Approach to the Foot


A systematic assessment of foot radiographs for the manifestations of arthropathies is important, because the foot may be an early site of involvement in a systemic arthropathy such as rheumatoid arthritis, or it may be the only site of involvement in arthropathies such as gout or reactive arthritis. The foot, however, can be difficult to evaluate radiographically. Arches are present in the long and short axes of the foot that make assessment of articulations in more than one plane difficult. The wedge shape of the foot does not permit uniform exposure of the foot on a single radiograph. The hindfoot articulations are complex and often require either computed tomography (CT) or magnetic resonance (MR) imaging for accurate evaluation.

A screening study of the foot should include anteroposterior (AP), lateral, and oblique radiographs. The AP radiograph of the foot permits evaluation of the interphalangeal (IP), metatarsophalangeal (MTP), and the first and second metatarsal-tarsal (MTT) joints. The oblique radiograph is necessary to observe abnormalities of the third through fifth MTT joints, the midfoot, and any early erosive changes on the lateral aspect of the fifth metatarsal. The oblique radiograph also permits evaluation of the lateral sesamoid at the first MTP joint. The lateral radiograph provides orthogonal assessment of the forefoot articulations, the mid- and hindfoot articulations, and the calcaneus. On rare occasions, a sesamoid view may be necessary to observe the sesamoidal articulation with the first metatarsal head.

Successful assessment of the foot depends on systematically observing changes in four separate anatomic compartments: (1) the forefoot articulations (MTP, sesamoid-MTP, and IP joints), (2) the MTT joints, (3) the mid- and hindfoot articulations (tarsal joints), and (4) the ligamentous insertions about the calcaneus.
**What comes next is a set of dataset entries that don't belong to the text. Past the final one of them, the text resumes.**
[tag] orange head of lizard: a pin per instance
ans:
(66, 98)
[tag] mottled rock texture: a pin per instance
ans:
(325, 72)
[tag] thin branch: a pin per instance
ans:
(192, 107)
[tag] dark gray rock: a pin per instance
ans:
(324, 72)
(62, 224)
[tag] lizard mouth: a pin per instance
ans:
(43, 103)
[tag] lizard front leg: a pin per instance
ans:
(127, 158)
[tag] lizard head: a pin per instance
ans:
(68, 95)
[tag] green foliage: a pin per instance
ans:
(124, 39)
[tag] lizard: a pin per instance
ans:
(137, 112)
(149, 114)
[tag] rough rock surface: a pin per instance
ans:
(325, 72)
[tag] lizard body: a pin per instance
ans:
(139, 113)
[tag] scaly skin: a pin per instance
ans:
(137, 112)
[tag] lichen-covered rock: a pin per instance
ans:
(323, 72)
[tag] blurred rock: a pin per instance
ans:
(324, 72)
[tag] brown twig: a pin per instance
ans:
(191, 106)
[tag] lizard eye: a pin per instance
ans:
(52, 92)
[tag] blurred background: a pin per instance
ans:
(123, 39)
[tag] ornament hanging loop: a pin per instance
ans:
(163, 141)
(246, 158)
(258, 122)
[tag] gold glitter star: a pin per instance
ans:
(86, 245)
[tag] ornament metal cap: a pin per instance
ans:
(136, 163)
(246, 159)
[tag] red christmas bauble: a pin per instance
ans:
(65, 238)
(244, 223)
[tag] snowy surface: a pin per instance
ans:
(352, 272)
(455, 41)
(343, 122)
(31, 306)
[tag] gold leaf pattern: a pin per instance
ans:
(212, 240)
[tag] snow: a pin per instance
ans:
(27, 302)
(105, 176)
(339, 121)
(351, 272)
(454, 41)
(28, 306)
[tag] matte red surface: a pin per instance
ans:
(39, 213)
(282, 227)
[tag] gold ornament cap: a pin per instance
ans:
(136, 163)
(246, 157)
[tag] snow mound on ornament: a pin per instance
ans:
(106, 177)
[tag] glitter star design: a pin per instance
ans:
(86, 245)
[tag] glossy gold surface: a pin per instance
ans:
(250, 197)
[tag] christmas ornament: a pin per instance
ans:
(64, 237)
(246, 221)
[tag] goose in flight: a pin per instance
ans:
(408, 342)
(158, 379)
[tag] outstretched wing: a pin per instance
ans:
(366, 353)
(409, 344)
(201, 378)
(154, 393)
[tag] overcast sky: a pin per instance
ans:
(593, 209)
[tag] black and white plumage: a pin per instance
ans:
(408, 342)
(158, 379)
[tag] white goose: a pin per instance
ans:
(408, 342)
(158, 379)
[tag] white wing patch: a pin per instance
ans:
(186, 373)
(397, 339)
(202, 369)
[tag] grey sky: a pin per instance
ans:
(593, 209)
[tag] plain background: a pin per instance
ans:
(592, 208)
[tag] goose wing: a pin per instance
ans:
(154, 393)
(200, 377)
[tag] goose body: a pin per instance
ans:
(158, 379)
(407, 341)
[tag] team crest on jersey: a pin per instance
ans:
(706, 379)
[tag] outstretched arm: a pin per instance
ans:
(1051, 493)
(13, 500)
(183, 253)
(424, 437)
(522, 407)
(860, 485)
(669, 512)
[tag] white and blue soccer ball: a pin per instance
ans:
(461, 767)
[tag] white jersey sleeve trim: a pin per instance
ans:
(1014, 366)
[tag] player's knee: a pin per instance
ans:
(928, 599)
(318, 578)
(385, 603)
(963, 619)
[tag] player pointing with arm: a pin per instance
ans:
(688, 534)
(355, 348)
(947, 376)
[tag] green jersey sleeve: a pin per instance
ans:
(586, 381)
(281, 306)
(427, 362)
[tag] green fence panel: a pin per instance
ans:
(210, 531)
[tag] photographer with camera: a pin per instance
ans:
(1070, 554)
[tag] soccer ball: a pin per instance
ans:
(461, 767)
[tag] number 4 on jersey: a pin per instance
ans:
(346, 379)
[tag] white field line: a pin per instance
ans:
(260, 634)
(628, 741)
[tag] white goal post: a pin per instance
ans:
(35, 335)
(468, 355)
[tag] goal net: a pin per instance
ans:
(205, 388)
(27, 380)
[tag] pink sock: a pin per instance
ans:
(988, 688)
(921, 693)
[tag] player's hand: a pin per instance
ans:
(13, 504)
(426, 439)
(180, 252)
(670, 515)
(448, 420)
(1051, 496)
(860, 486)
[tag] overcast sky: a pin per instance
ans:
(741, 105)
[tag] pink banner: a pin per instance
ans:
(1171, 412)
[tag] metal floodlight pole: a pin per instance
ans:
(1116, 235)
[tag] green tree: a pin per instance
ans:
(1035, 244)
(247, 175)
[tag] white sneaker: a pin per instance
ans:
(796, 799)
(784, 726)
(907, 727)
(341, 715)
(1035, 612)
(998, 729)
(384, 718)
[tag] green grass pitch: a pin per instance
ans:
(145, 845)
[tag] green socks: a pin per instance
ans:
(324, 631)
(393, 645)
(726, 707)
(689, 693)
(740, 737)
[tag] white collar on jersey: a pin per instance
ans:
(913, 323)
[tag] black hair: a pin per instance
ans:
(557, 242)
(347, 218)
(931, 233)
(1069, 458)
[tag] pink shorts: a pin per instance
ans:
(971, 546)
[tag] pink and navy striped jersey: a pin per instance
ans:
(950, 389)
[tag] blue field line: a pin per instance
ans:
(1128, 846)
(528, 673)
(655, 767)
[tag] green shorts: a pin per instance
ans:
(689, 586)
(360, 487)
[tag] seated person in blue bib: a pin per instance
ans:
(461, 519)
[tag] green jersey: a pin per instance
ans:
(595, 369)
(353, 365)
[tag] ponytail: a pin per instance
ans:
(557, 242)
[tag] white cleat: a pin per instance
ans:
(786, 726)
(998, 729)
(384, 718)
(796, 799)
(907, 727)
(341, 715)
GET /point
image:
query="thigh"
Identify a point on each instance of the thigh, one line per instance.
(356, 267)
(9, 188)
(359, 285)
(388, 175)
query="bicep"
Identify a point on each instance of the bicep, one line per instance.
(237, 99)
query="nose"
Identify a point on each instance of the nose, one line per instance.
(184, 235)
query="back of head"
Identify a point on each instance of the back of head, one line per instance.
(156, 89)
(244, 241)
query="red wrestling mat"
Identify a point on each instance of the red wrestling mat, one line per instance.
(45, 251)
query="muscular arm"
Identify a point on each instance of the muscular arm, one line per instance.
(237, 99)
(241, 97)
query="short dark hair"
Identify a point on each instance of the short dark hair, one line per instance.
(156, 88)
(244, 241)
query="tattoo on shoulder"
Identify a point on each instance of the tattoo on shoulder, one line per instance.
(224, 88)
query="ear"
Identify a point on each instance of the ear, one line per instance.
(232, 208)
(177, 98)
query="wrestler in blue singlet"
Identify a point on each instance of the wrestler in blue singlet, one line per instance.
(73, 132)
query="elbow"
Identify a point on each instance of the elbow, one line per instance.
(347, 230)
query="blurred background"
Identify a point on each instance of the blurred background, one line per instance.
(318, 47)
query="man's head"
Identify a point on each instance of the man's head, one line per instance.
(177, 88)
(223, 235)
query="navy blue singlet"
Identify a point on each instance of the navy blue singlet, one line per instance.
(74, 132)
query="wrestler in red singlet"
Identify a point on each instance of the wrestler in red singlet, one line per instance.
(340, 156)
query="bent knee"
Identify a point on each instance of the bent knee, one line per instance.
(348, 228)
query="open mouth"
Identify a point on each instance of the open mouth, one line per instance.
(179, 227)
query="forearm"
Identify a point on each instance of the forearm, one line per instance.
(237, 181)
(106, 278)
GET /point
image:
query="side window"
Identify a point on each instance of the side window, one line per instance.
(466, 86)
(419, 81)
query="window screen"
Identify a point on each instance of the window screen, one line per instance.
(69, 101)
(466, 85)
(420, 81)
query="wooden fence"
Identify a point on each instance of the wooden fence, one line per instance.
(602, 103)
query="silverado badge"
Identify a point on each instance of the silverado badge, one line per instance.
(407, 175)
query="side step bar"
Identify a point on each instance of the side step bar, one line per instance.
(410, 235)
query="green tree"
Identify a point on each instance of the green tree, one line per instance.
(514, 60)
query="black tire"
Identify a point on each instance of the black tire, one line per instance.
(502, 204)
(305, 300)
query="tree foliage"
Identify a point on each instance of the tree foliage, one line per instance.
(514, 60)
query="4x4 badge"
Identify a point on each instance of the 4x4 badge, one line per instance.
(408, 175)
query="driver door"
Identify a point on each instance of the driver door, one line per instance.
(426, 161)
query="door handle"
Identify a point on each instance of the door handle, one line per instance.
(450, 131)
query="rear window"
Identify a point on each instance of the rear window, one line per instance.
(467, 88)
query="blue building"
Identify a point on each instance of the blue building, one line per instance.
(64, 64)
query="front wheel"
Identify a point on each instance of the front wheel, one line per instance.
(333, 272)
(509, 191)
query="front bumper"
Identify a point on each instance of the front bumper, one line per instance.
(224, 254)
As in the hand, the following radiographic changes should be assessed: soft tissue swelling, soft tissue calcification, bony mineralization, joint space narrowing, erosion, subluxation and dislocation, and bone production.

Forefoot

Arthropathies involving the IP joints and the MTP joints of the forefoot follow the same principles outlined in the chapter on the assessment of the hand. The sesamoid bones of the first MTP joint have a synovium-lined articulation with the plantar aspect of the first metatarsal head and, if involved, will demonstrate the manifestations of any of the arthropathies of the foot. This articulation should not be forgotten when assessing foot radiographs.

Soft Tissue Swelling

Symmetrical Swelling Around a Joint ( Fig. 3-1 )

Symmetrical swelling about a joint is a manifestation of synovial proliferation, effusion, and periarticular soft tissue edema associated with inflammatory arthropathies. Soft tissue swelling is easier to appreciate with digital radiographic techniques than with a film screen system.

Figure 3-1, Symmetrical swelling ( arrows ) of soft tissues around the first IP joint in inflammatory arthritis.

Fusiform Swelling of an Entire Digit ( Fig. 3-2 )

The diffuse swelling of a digit resulting in a “sausage” or “cocktail hot dog” appearance is a manifestation of the spondyloarthropathies, trauma, and infection.

Figure 3-2, Diffuse soft tissue swelling of the second digit giving a “sausage” appearance in a patient with psoriatic arthritis.

Lumpy, Bumpy Soft Tissue Swelling ( Fig. 3-3 )

Soft tissue masses located eccentrically about a joint associated with cortical erosions are findings most commonly associated with gout, although these changes can be seen with amyloid, xanthomas, and sarcoid.

Figure 3-3, Corticated erosion ( arrowheads ) at the medial aspect of the first metatarsal head, lateral aspect of the second metatarsal head and destruction fifth IP joint with associated soft tissue masses ( arrows ) in patient with gout.

Soft Tissue Calcification

Mass ( Fig. 3-4 )

Gouty tophi may or may not contain varying amounts of calcium. Regardless of calcium content, gouty tophi are more radiopaque than the surrounding soft tissues.

Figure 3-4, Faintly calcified soft tissue mass overlying well-corticated erosions ( arrows ) on the medial aspect of the first MTP joint in patient with gout.

Tendinous or Ligamentous and Soft Tissue Calcification ( Fig. 3-5 )

Idiopathic hydroxyapatite deposition disease may present as calcification of the tendons of the medial flexor group (flexor hallucis longus, flexor digitorum longus, and posterior tibialis) or around the first MTP joint. Because soft tissue calcifications can be associated with renal osteodystrophy and scleroderma, these diseases must be excluded before diagnosing idiopathic disease.

Figure 3-5, Soft tissue calcification ( arrows ) medial to the first MTP joint in idiopathic hydroxyapatite deposition disease. There is no soft tissue mass outside the calcific deposit.